I had a Canon Pixma ip5000 back in the day that had ink cartridges with no electronics in them. For ink level sensing there was an LED and photodiode built into the carriage that the cartridges went into, in the printer itself. Not in the cartridges. They were transparent plastic, so the machine could just shine through and determine when ink was running low. For its usage gauge, it just calculated it based on print output vs. the volume of a new cartridge, assuming you put a full cartridge into it when you told it so. Yes, this meant you could also fool it by telling it you'd installed a new cartridge when you hadn't, but it would still figure it out right away if you put a truly empty one in.
And this worked just fine. No problems at all with that system. I used and abused that printer for years, doing volume printing for work with it (it could do 8.5x11 borderless!) until it just plain wore out. Probably after hundreds of thousands of pages.
So no, I really don't think having chips running arbitrary code in a goddamn ink cartridge is actually necessary in any way.
Crazy idea here: How about not monitoring the ink at all?
Why does the printer need to know? It's not like it's going to explode from not having fresh ink anyway. Just put the ink in a visible container where the user can look and see if it being empty is the cause of a shitty print.
I'd buy any printer that doesn't attempt to monitor the ink.
I aspire to be a bad investment for every company
I do not want to be measured as an investment but as a customer.
I dont want to be measured as a customer either. I want to fall under the 'T' part of their SWOT analysis.
I'm not really on Reddit much anymore but every time an article would get posted about how Redditors were the least valuable social media users for advertising purposes I was always like "Fuck yeah."
"We have seen that you can embed viruses into cartridges, through the cartridge go to the printer, from the printer go to the network, so it can create many more problems for customers."
If the cartidges didn't have drm chips you wouldn't have anything to load with malware to begin with.
We have seen that you can embed viruses into cartridges, through the cartridge go to the printer, from the printer go to the network
Hey dipshits, this is possible because you built firmware into your printer cartridges to prevent 3rd party cartridges in the first place
Headline should have been "HP CEO admits company's products are platform for malware attacks."
Buying HP products is bad investment.
I only had the chance to two of their inkjet printers and one of their office laser printers, plus an elitebook laptop. In short, all of them suck.

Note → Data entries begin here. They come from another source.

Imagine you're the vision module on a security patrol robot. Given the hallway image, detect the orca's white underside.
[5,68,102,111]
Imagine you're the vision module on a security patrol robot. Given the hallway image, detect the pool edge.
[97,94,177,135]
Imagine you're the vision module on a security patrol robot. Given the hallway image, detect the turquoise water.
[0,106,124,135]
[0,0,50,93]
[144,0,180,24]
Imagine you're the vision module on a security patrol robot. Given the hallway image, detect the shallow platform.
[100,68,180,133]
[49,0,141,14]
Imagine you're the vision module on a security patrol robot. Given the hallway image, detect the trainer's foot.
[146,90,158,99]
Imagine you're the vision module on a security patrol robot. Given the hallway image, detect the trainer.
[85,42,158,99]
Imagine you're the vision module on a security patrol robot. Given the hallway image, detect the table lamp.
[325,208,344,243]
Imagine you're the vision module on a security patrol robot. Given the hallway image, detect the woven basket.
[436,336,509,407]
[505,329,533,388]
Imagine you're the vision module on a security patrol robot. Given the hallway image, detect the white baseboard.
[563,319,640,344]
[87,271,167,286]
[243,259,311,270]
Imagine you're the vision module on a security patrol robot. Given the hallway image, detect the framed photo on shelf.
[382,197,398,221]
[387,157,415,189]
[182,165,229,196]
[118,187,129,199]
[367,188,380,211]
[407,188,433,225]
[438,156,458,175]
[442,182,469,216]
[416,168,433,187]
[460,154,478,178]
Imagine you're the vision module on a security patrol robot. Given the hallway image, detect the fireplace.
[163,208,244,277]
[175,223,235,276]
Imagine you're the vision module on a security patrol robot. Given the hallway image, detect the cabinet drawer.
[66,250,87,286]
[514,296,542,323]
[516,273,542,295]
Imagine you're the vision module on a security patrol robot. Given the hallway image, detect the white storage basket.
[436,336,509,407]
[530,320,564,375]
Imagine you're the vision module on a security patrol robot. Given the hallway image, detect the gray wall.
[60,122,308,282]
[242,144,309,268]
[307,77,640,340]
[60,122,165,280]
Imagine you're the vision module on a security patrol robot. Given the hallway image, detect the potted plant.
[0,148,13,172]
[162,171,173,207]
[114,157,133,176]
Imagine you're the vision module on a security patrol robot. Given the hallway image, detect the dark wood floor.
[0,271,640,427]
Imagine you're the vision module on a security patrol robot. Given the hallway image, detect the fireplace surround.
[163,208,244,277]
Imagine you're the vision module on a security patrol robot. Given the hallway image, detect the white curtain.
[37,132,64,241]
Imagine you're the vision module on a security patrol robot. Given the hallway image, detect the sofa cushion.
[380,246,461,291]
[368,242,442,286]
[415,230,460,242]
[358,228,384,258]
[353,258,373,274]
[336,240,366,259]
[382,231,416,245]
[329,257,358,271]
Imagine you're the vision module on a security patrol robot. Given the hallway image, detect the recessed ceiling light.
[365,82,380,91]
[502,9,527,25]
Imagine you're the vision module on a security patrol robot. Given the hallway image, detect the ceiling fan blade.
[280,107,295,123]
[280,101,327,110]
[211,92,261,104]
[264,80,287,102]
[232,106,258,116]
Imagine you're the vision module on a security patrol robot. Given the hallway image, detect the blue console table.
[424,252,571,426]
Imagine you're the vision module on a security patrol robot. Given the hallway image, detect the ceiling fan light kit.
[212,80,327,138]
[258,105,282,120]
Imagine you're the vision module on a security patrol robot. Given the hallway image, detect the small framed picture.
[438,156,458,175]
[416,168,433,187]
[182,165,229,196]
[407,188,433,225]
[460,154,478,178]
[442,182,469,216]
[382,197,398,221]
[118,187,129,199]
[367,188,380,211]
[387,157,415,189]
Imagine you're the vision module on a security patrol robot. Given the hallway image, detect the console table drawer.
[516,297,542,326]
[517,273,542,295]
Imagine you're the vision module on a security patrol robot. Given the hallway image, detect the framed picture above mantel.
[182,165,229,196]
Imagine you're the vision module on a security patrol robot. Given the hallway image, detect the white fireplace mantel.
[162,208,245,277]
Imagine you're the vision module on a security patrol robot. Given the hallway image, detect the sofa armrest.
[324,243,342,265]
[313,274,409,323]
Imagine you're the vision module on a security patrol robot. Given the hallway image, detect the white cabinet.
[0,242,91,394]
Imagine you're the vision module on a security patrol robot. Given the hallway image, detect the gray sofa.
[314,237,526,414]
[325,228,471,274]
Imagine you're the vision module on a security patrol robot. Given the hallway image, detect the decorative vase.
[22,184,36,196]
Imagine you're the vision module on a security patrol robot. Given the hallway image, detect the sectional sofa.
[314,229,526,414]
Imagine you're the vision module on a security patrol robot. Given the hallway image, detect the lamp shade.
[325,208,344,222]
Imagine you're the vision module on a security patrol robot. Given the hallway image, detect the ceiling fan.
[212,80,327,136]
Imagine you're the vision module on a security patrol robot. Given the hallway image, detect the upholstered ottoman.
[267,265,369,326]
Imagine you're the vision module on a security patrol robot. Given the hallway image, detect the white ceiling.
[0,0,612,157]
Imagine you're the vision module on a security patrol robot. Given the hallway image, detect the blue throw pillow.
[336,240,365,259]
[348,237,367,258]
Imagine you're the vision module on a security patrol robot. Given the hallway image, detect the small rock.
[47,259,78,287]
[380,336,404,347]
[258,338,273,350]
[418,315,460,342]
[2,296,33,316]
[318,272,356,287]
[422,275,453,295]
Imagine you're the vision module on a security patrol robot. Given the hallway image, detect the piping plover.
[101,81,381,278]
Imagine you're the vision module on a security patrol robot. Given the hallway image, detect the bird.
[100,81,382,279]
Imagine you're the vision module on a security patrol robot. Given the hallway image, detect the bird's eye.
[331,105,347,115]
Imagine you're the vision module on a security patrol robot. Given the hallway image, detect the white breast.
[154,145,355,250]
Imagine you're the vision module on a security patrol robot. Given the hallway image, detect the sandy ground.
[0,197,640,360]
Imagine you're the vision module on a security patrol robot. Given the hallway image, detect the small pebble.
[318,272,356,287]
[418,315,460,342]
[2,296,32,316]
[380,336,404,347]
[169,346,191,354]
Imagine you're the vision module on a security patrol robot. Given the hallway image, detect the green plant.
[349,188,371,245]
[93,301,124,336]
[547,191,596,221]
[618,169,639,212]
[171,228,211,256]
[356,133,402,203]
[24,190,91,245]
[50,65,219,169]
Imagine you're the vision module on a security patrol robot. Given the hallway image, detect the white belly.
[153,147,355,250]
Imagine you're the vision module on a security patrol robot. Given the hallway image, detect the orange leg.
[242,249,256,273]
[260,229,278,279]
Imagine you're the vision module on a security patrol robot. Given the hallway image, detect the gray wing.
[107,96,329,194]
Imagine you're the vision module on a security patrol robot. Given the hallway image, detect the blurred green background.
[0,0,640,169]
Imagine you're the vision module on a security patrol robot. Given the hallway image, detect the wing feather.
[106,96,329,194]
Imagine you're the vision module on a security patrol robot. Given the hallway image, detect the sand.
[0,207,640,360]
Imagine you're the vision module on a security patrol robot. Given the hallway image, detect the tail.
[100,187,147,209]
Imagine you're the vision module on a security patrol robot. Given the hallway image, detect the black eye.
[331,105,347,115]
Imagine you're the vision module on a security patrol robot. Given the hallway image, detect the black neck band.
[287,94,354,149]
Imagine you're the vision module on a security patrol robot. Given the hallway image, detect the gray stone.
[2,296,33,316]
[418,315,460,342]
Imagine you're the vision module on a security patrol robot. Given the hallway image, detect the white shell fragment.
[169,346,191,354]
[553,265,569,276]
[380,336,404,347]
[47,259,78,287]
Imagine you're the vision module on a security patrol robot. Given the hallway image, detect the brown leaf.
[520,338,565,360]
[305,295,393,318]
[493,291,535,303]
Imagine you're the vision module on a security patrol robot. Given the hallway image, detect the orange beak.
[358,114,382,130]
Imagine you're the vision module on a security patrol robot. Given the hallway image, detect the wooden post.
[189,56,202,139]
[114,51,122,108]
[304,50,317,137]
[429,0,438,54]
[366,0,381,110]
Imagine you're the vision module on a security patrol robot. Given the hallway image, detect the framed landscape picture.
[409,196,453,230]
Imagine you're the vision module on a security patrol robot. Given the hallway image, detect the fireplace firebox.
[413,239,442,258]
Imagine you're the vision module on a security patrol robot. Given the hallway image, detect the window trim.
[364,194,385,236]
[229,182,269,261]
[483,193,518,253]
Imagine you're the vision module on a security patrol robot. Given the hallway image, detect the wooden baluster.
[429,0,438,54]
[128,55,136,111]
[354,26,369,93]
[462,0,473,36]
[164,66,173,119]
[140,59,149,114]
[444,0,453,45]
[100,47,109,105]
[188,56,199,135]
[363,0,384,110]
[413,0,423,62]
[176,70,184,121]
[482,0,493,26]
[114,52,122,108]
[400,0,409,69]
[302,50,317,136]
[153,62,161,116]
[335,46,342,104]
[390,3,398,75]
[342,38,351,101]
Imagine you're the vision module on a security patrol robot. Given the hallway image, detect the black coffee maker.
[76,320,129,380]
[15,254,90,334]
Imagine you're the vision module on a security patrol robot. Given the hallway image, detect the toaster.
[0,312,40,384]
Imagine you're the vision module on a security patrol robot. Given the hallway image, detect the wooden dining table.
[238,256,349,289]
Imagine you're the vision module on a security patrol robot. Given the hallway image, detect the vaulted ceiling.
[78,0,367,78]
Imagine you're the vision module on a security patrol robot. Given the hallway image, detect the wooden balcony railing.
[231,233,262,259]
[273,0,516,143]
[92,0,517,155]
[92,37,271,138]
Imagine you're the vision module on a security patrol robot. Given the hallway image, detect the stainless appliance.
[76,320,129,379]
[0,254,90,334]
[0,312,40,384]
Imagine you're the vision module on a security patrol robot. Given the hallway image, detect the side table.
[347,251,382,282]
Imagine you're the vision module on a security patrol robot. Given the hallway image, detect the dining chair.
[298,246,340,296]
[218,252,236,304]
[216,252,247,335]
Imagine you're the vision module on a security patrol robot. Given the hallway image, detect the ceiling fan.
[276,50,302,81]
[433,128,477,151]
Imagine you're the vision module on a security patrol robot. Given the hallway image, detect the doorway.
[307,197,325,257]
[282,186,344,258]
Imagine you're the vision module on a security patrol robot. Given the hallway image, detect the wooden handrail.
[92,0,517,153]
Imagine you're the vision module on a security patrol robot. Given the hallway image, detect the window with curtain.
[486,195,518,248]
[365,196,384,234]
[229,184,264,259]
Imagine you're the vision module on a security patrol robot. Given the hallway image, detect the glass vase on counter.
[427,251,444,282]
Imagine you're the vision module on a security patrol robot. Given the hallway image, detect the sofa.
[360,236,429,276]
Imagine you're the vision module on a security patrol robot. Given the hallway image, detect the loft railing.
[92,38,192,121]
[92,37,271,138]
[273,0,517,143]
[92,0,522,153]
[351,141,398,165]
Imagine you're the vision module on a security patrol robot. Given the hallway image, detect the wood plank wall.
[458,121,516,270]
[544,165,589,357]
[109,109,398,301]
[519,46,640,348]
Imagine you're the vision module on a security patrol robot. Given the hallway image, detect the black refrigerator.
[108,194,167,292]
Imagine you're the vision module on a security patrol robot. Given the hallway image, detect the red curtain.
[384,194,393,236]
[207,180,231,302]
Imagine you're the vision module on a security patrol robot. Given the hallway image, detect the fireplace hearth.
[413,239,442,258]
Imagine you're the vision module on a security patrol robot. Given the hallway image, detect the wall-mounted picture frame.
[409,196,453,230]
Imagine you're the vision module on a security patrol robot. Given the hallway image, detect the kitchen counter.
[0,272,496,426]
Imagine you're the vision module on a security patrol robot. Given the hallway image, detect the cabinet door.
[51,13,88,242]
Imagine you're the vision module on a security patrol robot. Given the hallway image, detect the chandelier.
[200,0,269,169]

Much better (to me, the best) alternatives, that I can safely say are good investments: Canon for inkjet printers, ThinkPad T and P series for laptops. Those are quality products. Unfortunately I don't have any experience with other office laser printers, so I cannot recommend one.
Edit: specified which series of ThankPads are still good.
Why do these dumb ass CEO's keep admitting this type of stuff in interviews? Don't tell us your evil plans. No one is going to hear this and be more eager to buy your products. They're so proud of coming up with ways to screw customers that they just can't help themselves. They have to let everyone know. I don't get it.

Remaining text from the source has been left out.